If you want an email, you have to select to get it, instantly, daily, weekly (sorry, can't remember the options lol)


----------



## Fullhouse (Mar 31, 2010)

Just don't do instantly if the thread is popular


----------



## Feelin-Big (Apr 12, 2011)

Leigh L said:


> 'Through your control panel only' means that you *won't* get notified, you just access it when you want.
> 
> If you want an email, you have to select to get it, instantly, daily, weekly (sorry, can't remember the options lol)

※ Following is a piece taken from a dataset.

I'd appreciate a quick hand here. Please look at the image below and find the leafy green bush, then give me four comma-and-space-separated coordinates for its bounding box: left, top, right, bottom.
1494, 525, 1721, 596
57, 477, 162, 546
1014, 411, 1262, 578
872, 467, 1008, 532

So when you subscribe to a thread you *dont *get a notification in the notification box at the top of the page? You only get an email?


----------



## Guest (Feb 29, 2012)

Feelin-Big said:


> So when you subscribe to a thread you *dont *get a notification in the notification box at the top of the page? You only get an email?


Yes, an email.


----------



## Feelin-Big (Apr 12, 2011)

Well then i put it to the board that they change this so you get notifications on here as well like you do when you get a 'like'!


----------



## Lorian (Apr 9, 2003)

Feelin-Big said:


> Well then i put it to the board that they change this so you get notifications on here as well like you do when you get a 'like'!


Suggestion noted - thanks.

In the meantime, you can click the *Quick Links* menu button and choose *Subscribed Threads *to see those which have updated.


----------



## DiggyV (May 6, 2011)

I just click on the Settings menu in the menu in the very top right of the site, this shows me which have unread comments. Simples.


----------



## Feelin-Big (Apr 12, 2011)

Lorian said:


> Suggestion noted - thanks.
> 
> In the meantime, you can click the *Quick Links* menu button and choose *Subscribed Threads *to see those which have updated.


Cheers Lorian!

Thats the way i do it, i just thought we may have had a notification in the notification link as well and i just wasnt getting any.


----------